Originally Posted by wheels
Yeah. I was a regular reader of Maximum Rock N' Roll in those days (still am, but not as much).
I actually saw Green Day at Stache's when I was 17 (I didn't have a fake ID, but it wasn't 100% correct). Sat next to B.J. at the bar, but I didn't really like him. They played an o.k. set. Never was blown away by 'em, but they were better than The Offspring, I guess. Now, they're wearing suedo paramilitary costumes and singing love songs and stuff. Blech.

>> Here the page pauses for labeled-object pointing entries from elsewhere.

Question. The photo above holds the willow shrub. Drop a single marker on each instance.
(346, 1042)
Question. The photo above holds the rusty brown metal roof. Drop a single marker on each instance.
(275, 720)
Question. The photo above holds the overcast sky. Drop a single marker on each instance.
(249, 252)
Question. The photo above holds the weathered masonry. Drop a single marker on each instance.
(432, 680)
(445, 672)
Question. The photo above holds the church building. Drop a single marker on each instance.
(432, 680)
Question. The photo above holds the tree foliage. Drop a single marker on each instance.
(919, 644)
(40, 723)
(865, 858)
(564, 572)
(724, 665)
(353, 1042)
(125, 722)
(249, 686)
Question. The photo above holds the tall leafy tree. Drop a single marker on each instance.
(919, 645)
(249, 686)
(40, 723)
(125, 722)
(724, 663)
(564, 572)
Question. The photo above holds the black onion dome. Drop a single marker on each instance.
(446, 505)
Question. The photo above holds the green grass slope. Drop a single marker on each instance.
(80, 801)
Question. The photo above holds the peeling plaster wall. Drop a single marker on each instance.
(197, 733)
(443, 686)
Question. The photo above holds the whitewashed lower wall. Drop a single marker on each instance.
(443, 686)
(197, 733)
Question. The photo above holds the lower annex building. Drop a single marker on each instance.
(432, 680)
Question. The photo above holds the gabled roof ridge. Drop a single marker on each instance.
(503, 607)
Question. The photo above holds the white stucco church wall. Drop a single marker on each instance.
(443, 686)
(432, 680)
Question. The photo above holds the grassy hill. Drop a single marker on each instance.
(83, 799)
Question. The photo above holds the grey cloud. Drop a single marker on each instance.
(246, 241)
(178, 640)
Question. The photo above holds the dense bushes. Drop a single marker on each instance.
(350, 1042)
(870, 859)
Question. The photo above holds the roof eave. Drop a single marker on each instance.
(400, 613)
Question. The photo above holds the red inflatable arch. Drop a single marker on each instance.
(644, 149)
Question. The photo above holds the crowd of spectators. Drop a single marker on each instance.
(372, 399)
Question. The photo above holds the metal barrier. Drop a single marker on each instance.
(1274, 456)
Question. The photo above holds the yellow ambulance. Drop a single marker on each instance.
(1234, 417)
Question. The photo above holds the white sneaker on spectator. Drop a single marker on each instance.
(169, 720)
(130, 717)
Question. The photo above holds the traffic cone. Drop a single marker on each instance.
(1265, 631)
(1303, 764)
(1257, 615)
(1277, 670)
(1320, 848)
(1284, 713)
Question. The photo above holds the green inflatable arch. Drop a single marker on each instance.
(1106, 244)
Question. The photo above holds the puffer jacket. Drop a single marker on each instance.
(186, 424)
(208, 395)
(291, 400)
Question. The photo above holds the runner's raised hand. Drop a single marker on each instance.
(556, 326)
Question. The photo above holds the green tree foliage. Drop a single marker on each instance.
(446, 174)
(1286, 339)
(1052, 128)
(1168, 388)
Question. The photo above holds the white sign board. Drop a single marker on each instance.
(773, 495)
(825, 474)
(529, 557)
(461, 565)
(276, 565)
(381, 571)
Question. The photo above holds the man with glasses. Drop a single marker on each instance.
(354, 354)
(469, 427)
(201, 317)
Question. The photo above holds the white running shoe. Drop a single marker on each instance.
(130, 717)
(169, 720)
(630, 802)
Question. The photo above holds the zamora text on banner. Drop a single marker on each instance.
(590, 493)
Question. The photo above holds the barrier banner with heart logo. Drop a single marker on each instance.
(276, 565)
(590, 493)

The mid to early nineties were both a really cool time (the 7" singles revolution, Crypt Records, Sympathy for the Record Industry, etc.), and a really annoying time (The movie "Singles", Courtney Love, The Birth of Mall Punk, etc.).
I never really hated Nirvana, though. They seemed like okay fellas.

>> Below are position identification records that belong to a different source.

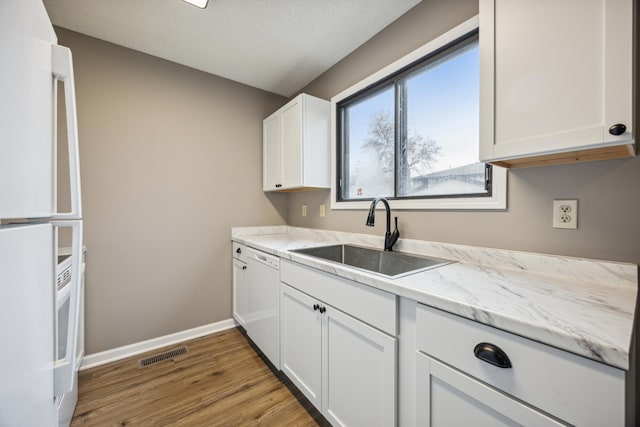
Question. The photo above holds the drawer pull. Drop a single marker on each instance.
(492, 354)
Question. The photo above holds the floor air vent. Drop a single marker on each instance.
(167, 355)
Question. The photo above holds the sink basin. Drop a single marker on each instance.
(390, 264)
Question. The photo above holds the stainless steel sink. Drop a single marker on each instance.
(390, 264)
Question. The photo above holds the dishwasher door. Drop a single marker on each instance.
(263, 303)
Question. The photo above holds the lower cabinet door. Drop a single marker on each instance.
(359, 372)
(446, 397)
(300, 331)
(240, 292)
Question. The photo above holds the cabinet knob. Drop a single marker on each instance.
(617, 129)
(492, 354)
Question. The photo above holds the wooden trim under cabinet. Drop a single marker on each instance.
(580, 156)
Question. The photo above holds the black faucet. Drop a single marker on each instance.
(389, 238)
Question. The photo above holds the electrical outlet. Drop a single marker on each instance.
(565, 214)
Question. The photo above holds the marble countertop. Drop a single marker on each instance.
(583, 306)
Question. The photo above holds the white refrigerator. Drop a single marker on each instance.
(38, 364)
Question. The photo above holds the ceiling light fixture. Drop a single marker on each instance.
(199, 3)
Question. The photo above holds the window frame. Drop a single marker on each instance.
(497, 199)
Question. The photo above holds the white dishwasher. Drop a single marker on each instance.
(263, 303)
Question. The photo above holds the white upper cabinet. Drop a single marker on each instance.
(296, 146)
(556, 81)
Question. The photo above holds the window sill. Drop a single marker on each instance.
(498, 201)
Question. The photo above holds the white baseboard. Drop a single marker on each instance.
(108, 356)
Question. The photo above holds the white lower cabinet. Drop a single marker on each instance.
(446, 397)
(345, 367)
(468, 372)
(239, 284)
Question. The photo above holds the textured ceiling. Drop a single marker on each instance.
(275, 45)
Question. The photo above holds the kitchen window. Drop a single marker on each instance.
(411, 132)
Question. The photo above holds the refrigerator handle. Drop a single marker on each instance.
(62, 70)
(64, 369)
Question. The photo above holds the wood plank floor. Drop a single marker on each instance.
(221, 381)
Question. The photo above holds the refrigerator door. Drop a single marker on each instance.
(27, 319)
(32, 63)
(26, 110)
(65, 364)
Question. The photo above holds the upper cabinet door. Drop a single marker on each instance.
(292, 144)
(272, 153)
(26, 111)
(296, 146)
(556, 77)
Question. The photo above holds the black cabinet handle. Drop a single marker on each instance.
(617, 129)
(492, 354)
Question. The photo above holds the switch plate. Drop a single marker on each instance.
(565, 214)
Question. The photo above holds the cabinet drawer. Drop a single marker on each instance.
(373, 306)
(575, 389)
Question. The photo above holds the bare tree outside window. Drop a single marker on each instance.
(417, 154)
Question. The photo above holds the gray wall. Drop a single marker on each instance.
(607, 191)
(171, 159)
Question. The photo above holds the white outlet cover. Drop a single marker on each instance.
(565, 214)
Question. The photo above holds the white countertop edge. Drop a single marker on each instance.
(570, 331)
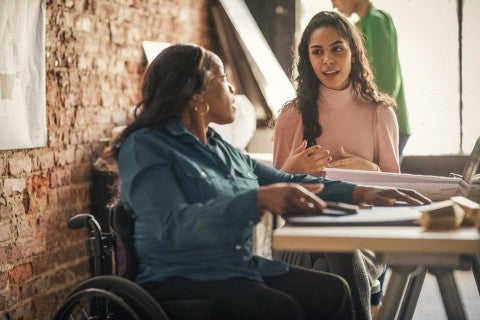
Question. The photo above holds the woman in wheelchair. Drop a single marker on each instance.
(195, 200)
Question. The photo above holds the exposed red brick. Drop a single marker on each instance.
(94, 65)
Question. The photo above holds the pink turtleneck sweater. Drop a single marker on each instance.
(363, 129)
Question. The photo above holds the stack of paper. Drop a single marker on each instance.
(435, 187)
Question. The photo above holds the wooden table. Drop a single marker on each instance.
(409, 252)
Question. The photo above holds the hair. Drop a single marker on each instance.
(169, 82)
(361, 76)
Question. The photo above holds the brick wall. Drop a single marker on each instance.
(94, 64)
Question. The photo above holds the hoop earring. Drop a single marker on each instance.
(204, 112)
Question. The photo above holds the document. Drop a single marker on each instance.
(435, 187)
(376, 216)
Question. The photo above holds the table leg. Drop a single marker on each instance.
(395, 288)
(412, 293)
(476, 270)
(450, 295)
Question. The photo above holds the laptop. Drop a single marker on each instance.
(402, 215)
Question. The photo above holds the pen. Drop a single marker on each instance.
(346, 207)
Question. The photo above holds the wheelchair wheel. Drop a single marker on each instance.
(110, 297)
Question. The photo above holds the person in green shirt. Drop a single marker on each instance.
(380, 37)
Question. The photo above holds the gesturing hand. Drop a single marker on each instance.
(387, 196)
(351, 161)
(290, 198)
(312, 160)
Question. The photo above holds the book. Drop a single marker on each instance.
(437, 188)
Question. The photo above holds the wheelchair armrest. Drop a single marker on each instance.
(83, 220)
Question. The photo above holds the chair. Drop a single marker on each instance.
(126, 265)
(111, 293)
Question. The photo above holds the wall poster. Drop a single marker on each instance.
(22, 74)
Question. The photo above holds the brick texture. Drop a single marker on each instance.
(94, 66)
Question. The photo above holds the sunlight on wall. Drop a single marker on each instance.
(428, 49)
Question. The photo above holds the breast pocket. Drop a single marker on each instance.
(198, 184)
(245, 179)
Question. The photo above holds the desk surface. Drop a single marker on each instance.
(400, 239)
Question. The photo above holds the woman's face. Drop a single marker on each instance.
(330, 57)
(219, 94)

My ex roomate is in the process of writing a book about the 1990's rock n' roll scene. I'll keep you updated as to when it comes out. You will find it very interesting.
I was at the Woodstock show and the Boston Esplanade show that turned into a near riot.
I always got the sense, even during those two shows, that Billy Joe was making the plea that "Hey now folks, we're not that
band." And they've pretty spent their time since then proving it.
Weirdest thing about the '90s scene, to me, is the lengths to which it tried to erase history. No one got hit harder than the Ramones. The world swung in their direction, but refused to acknowledge them. Some older acts (Social Distortion and the Descendents) finally tasted success or got a mini comeback, but I always thought it was odd that a lot of punk, hardcore and college radio forefathers didn't get much of a ride, if any, on that gravy train.